Magma – Volcano Disaster is yet another prime example of a promising premise marred by a cable TV budget. To be honest though, there haven’t been too many movies that have handled erupting volcanoes very stylishly. 1997’s lava flick Volcano brought impressive computer generated molten rock, but the acting and pacing left much to be desired. Magma fails in both areas, with horrible acting and cheesy special effects.
Shepard spends most of his time casting smarmy, pensive looks at the rest of the cast and holding his head in his hands while contemplating what to do next. Johnson seems to be the best actor of the bunch, assuredly due to her lengthy gig as the Pink Power Ranger, but never really rises above her children’s show theatrics. She basically plays a squeaky college girl whose excessive enthusiasm grates the nerves the moment she begs Shepard to let her join his expedition team.
I’m considering starting a college scholarship fund for Hollywood writers who need a couple of semesters of science classes. In all seriousness though, the writers for this movie seem to have no understanding about the insides of the earth – instead choosing to just have characters explain complex theories in single sentence statements.
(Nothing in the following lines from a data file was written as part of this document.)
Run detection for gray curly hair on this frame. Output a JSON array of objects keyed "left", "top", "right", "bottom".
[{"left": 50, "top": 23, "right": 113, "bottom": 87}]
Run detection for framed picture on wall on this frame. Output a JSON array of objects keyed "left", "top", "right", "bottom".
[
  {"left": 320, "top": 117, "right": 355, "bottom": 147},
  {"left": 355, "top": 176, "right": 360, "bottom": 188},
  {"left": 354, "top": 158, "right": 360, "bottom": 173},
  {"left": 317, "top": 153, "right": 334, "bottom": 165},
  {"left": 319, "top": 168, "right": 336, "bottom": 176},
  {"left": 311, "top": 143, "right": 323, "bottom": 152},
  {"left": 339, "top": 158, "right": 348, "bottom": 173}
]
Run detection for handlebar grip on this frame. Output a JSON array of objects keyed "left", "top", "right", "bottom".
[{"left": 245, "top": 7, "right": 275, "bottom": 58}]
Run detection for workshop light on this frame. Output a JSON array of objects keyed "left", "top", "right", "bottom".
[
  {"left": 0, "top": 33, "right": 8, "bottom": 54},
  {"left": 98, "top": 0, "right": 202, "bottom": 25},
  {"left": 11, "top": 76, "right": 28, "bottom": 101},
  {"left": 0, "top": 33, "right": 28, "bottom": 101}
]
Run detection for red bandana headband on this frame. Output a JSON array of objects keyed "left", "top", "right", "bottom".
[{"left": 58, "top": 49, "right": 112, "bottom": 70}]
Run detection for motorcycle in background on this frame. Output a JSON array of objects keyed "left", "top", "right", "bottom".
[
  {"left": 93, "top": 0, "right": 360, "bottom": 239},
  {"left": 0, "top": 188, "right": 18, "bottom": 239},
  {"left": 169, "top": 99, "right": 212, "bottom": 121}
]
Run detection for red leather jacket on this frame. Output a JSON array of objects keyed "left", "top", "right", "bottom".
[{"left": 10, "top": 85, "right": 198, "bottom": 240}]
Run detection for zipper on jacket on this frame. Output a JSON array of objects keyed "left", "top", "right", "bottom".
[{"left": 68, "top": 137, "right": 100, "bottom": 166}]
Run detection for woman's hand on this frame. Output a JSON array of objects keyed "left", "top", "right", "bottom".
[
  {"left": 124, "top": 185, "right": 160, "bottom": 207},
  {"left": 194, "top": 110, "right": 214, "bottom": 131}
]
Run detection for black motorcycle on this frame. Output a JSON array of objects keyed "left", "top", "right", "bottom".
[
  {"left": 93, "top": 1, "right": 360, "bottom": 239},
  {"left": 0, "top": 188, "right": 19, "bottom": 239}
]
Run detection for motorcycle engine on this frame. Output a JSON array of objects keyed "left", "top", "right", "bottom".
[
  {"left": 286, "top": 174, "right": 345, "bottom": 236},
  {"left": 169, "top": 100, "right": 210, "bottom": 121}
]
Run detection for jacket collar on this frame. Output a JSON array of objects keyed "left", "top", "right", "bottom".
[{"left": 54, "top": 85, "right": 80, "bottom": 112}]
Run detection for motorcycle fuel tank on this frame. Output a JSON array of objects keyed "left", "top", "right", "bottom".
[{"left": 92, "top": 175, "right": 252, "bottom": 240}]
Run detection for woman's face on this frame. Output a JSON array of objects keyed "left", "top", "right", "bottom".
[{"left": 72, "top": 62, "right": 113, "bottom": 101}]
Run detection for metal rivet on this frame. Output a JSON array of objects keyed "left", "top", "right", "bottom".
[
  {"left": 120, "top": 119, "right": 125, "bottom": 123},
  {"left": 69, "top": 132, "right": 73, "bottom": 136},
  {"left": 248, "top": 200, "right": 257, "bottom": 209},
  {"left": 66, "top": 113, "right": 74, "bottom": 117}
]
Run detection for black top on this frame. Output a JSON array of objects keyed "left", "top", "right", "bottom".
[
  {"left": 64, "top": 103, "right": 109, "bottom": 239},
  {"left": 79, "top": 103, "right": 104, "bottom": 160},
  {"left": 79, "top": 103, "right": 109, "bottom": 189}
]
The hero blames the entire volcanic catastrophe on human pollution, and something about radiation and waste causing the earth’s core to expand…or contract…or something. Perhaps, to the writers, proven science just isn’t interesting enough.
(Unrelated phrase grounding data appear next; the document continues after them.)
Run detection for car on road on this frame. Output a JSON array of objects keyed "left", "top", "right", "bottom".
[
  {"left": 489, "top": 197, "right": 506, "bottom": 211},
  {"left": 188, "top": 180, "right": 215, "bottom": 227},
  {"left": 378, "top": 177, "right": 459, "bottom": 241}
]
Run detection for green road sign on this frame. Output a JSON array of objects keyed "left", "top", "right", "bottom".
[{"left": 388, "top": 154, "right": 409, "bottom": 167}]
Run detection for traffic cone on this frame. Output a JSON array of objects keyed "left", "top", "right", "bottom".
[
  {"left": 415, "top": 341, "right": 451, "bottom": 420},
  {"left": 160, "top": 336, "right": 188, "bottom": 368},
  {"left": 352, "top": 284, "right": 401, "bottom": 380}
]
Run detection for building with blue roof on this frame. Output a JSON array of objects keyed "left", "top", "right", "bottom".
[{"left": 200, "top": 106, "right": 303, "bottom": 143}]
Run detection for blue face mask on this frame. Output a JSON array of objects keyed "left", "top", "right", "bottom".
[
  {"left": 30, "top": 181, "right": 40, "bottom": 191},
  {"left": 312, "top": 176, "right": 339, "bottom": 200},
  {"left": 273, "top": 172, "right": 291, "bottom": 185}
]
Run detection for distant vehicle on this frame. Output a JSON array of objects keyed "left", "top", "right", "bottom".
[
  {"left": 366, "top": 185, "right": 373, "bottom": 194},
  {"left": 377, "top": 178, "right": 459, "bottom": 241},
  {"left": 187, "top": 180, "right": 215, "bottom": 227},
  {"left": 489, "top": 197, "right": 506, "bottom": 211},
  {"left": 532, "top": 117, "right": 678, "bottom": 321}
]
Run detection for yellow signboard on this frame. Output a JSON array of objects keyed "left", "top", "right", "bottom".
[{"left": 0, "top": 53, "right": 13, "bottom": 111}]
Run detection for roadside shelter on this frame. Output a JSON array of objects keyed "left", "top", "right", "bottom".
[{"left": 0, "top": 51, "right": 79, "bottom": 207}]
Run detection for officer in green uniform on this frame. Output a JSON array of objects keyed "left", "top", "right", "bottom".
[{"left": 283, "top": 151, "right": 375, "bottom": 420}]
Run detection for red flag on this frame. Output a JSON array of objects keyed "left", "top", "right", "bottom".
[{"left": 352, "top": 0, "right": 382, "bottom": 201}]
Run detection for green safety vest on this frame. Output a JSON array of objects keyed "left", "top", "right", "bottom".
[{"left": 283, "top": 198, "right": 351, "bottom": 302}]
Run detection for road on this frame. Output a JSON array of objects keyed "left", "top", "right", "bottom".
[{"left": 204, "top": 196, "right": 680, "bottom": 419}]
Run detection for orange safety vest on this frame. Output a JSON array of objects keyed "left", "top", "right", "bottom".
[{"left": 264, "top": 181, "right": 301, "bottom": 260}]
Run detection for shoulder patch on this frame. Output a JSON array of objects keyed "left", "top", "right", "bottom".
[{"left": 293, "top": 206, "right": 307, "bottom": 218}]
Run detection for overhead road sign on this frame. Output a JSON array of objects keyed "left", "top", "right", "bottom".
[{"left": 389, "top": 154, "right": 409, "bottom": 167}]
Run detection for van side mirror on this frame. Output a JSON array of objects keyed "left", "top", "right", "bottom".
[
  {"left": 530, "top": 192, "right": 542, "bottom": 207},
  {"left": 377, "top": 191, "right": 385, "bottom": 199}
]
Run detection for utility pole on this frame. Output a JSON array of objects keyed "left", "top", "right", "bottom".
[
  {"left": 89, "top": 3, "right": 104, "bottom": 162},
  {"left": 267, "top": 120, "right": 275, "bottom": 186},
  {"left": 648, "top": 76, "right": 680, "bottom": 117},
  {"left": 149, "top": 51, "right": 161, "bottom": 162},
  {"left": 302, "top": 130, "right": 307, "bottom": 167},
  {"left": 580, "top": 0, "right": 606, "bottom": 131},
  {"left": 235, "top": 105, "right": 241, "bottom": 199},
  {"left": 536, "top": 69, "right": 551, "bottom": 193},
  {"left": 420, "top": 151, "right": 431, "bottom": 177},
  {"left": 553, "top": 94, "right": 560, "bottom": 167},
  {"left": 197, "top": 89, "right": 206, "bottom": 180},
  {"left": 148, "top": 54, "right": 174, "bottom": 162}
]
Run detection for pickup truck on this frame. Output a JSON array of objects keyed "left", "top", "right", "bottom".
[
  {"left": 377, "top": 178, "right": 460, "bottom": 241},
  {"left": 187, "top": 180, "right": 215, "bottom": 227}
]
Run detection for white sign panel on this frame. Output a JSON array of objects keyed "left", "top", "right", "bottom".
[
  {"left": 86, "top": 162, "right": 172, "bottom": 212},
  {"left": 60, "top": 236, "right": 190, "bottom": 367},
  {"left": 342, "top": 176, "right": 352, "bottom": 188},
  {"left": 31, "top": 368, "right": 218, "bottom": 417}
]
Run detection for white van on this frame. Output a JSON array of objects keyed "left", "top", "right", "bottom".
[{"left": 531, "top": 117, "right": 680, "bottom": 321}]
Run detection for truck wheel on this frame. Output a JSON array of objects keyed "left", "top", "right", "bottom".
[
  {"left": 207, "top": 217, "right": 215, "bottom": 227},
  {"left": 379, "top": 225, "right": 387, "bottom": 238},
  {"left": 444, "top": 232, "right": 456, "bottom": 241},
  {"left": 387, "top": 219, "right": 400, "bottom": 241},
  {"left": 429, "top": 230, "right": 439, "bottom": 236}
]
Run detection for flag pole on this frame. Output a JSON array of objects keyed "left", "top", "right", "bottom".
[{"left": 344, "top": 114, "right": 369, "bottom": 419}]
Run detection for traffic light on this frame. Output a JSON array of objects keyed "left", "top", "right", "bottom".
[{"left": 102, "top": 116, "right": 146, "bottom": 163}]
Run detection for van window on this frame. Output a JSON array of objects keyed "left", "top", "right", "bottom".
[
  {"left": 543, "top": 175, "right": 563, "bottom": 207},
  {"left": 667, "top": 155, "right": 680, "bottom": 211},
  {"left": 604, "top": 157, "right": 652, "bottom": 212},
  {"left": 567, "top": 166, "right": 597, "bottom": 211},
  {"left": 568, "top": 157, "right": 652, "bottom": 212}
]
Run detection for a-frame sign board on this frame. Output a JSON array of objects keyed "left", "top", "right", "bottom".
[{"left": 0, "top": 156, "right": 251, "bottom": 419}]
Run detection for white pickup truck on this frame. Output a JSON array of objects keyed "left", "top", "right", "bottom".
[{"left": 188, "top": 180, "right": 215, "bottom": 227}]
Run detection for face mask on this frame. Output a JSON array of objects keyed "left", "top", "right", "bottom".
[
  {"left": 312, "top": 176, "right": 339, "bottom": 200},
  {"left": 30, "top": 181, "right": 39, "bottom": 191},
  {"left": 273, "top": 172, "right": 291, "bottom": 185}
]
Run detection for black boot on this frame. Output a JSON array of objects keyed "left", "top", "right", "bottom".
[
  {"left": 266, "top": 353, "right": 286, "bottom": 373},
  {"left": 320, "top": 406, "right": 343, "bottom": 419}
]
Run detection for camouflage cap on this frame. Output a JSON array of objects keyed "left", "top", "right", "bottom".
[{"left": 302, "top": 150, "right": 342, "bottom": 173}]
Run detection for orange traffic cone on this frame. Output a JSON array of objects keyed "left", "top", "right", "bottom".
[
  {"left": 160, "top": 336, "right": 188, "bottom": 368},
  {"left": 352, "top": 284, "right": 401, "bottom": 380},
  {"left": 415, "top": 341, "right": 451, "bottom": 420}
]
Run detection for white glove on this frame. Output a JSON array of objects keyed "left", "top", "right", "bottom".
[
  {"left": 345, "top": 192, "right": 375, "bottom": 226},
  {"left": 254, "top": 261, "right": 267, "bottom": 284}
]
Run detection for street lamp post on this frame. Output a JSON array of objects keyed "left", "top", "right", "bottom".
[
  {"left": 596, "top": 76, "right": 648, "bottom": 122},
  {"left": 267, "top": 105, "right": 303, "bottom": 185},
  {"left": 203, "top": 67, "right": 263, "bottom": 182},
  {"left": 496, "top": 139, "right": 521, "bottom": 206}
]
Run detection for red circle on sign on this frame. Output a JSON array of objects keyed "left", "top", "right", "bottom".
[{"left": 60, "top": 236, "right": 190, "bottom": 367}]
The writers hint many times that Shepard and Chapman will get together, but instead choose to negate any chance of this ever happening by giving Chapman a new boyfriend in the middle of the movie and having Shepard wrapped up in his feelings for his ex-wife while mourning for a lost friend. Who needs character development when there are exploding volcanoes to be stopped?
Sub par TV quality video permeates the feature, and the lack of cinematic angles doesn’t help much. Everything is pretty much just point and shoot. Also, if you end up watching this movie you can look forward to the mainstay action movie cliché: Earthquake Cam, where any time and earthquake rumbles or volcano erupts, the camera man shakes the camera back and forth feverishly.
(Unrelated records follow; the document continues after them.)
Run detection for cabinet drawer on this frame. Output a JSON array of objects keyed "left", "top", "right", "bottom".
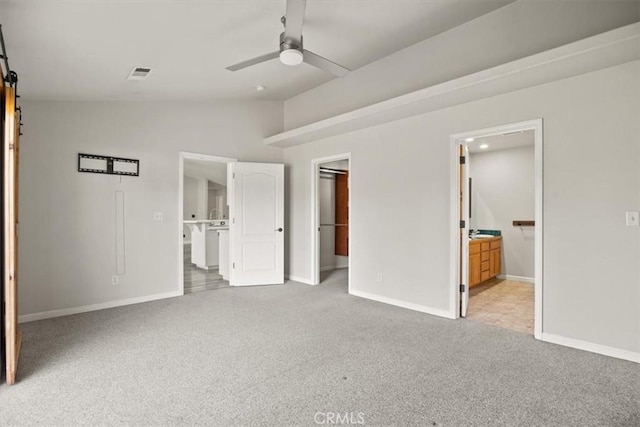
[
  {"left": 490, "top": 240, "right": 502, "bottom": 250},
  {"left": 481, "top": 260, "right": 490, "bottom": 272},
  {"left": 481, "top": 270, "right": 490, "bottom": 281},
  {"left": 469, "top": 243, "right": 480, "bottom": 255},
  {"left": 481, "top": 242, "right": 490, "bottom": 252},
  {"left": 481, "top": 251, "right": 490, "bottom": 261}
]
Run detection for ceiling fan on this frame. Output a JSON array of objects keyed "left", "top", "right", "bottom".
[{"left": 226, "top": 0, "right": 350, "bottom": 77}]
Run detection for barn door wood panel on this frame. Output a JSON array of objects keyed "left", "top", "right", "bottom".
[
  {"left": 3, "top": 86, "right": 21, "bottom": 385},
  {"left": 335, "top": 171, "right": 348, "bottom": 256}
]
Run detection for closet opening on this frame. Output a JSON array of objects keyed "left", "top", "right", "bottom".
[{"left": 311, "top": 154, "right": 351, "bottom": 292}]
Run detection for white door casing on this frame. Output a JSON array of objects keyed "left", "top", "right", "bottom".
[
  {"left": 229, "top": 162, "right": 284, "bottom": 286},
  {"left": 461, "top": 145, "right": 470, "bottom": 317}
]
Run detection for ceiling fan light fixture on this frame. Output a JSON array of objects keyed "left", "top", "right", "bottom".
[{"left": 280, "top": 48, "right": 303, "bottom": 66}]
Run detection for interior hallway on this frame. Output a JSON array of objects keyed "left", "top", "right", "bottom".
[
  {"left": 2, "top": 274, "right": 637, "bottom": 425},
  {"left": 467, "top": 278, "right": 534, "bottom": 334}
]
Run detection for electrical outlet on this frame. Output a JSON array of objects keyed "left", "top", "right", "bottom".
[
  {"left": 626, "top": 211, "right": 639, "bottom": 226},
  {"left": 377, "top": 273, "right": 383, "bottom": 282},
  {"left": 111, "top": 275, "right": 119, "bottom": 285},
  {"left": 153, "top": 212, "right": 164, "bottom": 221}
]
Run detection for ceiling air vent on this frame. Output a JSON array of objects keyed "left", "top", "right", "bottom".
[{"left": 127, "top": 67, "right": 152, "bottom": 81}]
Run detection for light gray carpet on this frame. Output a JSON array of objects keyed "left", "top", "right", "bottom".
[{"left": 1, "top": 269, "right": 638, "bottom": 426}]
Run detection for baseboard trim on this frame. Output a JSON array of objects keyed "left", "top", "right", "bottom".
[
  {"left": 541, "top": 332, "right": 640, "bottom": 363},
  {"left": 18, "top": 290, "right": 184, "bottom": 323},
  {"left": 497, "top": 274, "right": 534, "bottom": 284},
  {"left": 349, "top": 289, "right": 455, "bottom": 319},
  {"left": 285, "top": 274, "right": 314, "bottom": 285},
  {"left": 320, "top": 265, "right": 349, "bottom": 272}
]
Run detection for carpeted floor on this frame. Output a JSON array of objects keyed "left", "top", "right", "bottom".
[{"left": 1, "top": 269, "right": 638, "bottom": 426}]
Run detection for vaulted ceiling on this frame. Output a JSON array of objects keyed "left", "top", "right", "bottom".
[{"left": 1, "top": 0, "right": 512, "bottom": 101}]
The audio is decent, but everything could’ve used a bit more punch. If you shoot nuclear warheads into the sea bed, I don’t think a mere rumbling gets the job done. We need to hear the surface of the earth bursting open and the terrible sound of an enormous explosion as well. Dialogue, on the other hand, is very clear and understandable. It’s too bad the supporting actors simply recite their lines instead of inflecting any sort of emotion into them.
Three extras are tacked on to the film. The first is an awful theatrical trailer which, as usual, surpasses the film it represents in both pacing and excitement. Extra number two is a photo gallery with shots of the cast on set as well as the haphazardly cobbled together set pieces. Wrapping up the special features is a collection of previews for other, more interesting movies.
In summary, stay away from erupting volcanoes and stay away from Magma – Volcano Disaster. The plot moves as slow as a lava flow and the action suffers for it. If the creators had added a pinch of imagination to the movie instead of treading on old clichés, I might’ve been able to recommend Magma – Volcano Disaster. However, I can not.